Organometallics in confined geometries. Ferrocene in zeolite Y

Abstract

Zeolites are crystalline aluminosilicates with a three-dimensional open framework structure of channels and cavities of molecular dimensions. Zeolites can thus act as molecular sieves, making catalytic centres in the interior of the zeolite only accessible to molecules of the correct size. Such catalytic centres, especially clusters of transition metals, can be incorporated in zeolites by vapour phase insertion of volatile compounds, such as organometallics. An often used zeolite is zeolite Y, which contains especially large cavities, called supercages.
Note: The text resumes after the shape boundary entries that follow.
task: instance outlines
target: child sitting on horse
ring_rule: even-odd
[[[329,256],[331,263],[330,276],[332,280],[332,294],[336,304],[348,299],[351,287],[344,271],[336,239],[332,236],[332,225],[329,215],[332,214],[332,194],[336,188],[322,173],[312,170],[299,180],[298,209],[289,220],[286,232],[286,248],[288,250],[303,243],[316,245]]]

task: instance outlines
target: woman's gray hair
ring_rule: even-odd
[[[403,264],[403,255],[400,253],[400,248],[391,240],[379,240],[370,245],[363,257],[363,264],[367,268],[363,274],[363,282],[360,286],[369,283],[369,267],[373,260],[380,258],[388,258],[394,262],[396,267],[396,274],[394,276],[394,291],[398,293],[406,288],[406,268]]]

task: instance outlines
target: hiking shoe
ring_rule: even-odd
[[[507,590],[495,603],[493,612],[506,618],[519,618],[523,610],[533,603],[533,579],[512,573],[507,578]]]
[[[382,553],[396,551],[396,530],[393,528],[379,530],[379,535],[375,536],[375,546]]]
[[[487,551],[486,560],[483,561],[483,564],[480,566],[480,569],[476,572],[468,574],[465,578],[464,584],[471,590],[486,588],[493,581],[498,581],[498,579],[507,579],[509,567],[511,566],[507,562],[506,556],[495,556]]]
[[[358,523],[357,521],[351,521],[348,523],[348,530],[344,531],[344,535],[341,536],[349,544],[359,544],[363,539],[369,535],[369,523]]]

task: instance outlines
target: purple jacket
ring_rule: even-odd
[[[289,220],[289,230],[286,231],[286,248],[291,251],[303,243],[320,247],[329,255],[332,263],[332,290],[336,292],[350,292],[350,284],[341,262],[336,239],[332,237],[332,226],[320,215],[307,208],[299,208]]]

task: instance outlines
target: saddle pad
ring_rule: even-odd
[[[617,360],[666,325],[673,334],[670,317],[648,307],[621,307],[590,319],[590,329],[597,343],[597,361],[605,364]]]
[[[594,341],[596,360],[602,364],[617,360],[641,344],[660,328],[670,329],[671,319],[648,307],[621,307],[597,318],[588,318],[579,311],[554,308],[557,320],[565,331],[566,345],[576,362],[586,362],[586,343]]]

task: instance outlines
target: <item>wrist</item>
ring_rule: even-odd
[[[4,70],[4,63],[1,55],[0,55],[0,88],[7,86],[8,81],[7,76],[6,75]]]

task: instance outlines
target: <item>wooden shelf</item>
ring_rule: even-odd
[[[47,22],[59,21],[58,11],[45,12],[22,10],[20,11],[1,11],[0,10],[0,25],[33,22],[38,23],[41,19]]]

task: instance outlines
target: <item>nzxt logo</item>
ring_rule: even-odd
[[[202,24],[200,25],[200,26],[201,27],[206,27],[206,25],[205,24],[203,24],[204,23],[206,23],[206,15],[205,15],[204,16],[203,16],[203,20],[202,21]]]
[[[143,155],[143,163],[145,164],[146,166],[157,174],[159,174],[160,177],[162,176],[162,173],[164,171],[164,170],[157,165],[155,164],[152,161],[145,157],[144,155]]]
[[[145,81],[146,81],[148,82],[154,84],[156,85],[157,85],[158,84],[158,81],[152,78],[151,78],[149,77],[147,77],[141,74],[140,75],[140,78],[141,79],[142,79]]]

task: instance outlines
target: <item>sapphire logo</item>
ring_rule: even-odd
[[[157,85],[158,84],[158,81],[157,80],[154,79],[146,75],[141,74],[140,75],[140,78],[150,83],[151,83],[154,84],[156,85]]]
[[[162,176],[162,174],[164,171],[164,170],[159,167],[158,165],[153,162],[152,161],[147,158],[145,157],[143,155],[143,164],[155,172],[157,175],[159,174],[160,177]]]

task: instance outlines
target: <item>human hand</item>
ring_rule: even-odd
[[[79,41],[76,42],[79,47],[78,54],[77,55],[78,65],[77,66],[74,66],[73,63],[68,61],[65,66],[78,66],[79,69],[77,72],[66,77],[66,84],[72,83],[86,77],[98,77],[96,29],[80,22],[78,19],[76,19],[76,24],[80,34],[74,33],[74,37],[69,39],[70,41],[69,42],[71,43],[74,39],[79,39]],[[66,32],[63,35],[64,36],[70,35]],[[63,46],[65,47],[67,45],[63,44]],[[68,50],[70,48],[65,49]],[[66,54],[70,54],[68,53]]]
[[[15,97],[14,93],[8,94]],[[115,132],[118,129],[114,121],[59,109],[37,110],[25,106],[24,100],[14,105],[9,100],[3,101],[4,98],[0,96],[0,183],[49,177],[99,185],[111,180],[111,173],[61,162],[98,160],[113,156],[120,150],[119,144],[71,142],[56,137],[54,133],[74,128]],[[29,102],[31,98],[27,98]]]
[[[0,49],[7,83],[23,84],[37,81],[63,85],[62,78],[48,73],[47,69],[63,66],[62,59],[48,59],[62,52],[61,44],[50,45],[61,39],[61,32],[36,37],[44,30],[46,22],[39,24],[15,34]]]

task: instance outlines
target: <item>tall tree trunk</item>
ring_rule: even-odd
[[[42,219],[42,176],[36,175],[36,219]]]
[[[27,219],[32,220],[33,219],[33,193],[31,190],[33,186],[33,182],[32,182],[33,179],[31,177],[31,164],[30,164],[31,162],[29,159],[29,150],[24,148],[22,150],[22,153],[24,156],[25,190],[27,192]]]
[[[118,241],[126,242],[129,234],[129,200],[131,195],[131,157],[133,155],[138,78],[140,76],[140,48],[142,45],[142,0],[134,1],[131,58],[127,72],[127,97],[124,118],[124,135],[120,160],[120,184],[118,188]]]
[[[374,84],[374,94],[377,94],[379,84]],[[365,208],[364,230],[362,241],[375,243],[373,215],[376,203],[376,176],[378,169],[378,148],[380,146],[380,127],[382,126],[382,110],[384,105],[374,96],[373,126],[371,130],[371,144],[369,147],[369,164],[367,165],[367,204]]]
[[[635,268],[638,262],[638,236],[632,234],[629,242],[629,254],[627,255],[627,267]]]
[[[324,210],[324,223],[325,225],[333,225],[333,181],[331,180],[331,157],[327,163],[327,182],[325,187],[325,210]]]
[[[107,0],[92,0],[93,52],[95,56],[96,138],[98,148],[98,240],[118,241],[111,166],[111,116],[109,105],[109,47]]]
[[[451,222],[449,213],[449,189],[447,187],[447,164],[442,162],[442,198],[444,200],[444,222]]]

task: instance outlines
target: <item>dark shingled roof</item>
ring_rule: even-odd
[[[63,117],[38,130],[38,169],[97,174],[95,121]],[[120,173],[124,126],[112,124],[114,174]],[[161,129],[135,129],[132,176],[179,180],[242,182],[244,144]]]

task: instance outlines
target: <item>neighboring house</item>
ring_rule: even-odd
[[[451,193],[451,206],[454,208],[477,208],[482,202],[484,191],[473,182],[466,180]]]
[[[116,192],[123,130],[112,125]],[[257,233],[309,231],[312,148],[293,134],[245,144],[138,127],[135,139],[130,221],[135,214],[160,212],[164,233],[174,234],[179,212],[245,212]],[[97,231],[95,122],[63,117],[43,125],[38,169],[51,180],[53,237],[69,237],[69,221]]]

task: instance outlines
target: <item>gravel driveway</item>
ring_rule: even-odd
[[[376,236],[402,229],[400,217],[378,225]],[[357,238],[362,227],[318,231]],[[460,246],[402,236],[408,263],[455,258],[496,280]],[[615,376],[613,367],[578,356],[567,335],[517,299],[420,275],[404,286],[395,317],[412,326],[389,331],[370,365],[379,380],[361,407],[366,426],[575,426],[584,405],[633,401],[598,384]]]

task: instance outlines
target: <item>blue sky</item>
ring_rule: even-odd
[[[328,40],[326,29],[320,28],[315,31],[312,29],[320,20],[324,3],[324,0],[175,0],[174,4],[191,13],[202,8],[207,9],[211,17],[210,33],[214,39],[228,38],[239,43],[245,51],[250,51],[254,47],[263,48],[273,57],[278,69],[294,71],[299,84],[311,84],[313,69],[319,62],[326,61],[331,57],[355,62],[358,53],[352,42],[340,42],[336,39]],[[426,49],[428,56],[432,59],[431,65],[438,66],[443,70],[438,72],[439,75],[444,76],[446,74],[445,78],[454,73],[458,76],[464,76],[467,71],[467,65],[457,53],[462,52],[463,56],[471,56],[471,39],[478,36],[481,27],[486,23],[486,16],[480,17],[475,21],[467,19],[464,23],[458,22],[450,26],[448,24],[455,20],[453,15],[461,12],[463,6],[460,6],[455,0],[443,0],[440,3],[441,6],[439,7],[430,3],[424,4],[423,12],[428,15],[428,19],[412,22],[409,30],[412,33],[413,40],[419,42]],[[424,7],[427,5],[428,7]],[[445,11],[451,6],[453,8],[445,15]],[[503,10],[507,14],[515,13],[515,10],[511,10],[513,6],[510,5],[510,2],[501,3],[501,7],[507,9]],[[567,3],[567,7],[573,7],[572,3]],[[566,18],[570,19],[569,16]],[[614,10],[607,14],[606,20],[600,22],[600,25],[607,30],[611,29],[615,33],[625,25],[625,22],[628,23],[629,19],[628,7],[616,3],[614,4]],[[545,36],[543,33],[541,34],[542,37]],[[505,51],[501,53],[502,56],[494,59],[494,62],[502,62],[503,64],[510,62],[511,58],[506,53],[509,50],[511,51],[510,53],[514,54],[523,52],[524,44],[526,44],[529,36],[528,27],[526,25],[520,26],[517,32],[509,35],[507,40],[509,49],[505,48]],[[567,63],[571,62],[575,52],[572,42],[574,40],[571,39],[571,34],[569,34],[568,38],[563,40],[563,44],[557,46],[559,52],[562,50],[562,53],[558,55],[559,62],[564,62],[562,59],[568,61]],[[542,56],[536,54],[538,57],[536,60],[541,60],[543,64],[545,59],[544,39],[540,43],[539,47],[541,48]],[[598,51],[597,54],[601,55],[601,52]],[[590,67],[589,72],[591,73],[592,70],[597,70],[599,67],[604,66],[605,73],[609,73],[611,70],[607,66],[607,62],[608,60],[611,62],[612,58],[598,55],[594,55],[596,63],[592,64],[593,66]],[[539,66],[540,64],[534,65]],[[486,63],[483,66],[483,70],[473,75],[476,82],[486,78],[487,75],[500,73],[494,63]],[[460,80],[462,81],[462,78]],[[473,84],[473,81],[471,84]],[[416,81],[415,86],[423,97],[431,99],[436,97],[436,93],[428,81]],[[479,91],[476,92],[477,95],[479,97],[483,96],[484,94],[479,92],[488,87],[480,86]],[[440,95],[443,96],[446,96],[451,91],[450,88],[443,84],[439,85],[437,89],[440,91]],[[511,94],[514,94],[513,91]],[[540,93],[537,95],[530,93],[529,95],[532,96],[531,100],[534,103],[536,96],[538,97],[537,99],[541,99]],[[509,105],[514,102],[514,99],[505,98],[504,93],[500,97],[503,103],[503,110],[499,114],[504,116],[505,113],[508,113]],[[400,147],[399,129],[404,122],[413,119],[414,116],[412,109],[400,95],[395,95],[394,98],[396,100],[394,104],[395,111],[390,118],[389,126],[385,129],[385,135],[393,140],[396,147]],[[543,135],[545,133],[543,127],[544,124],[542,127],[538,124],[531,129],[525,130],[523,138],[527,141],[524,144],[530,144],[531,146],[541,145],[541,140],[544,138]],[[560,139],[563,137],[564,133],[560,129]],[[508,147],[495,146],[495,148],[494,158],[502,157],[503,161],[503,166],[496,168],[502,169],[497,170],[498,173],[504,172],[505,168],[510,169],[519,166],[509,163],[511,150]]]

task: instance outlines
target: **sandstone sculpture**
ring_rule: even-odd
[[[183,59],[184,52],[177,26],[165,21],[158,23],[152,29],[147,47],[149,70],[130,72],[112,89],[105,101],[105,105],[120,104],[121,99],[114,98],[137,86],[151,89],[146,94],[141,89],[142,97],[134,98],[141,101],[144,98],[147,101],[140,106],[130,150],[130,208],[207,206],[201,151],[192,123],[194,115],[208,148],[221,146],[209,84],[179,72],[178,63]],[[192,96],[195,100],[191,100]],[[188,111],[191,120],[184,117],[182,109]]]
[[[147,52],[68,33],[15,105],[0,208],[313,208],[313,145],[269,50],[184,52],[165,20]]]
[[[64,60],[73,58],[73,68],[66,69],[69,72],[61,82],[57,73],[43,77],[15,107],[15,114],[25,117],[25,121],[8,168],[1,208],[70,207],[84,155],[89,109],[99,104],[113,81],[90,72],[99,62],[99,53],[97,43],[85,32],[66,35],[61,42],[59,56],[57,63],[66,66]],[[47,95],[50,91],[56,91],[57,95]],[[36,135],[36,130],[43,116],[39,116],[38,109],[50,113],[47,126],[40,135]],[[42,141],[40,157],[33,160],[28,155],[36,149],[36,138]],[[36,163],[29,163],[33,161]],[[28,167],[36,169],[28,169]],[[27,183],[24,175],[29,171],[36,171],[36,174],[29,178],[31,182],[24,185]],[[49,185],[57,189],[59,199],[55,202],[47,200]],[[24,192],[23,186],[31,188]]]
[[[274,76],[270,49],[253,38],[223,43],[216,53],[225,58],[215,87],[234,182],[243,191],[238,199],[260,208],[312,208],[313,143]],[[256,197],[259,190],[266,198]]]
We study the inclusion of the organometallic ferrocene, Fe(C5H5)2, molecules in the supercages of Y-type zeolites. Ferrocene consists of an iron atom "sandwiched" by two identical parallel cyclopentadienyl, C5H5, rings. The scope of this thesis is to determine the structure and dynamics of ferrocene in zeolite Y, and to illuminate the interaction between the ferrocene molecules and the zeolite supercages. We look into differences between a single ferrocene molecule, solid (crystalline) ferrocene and ferrocene in a zeolite supercage, thus illustrating the influence of a surrounding geometry on an encaged molecule. We focus on two types of zeolites, Na55Y and K55Y.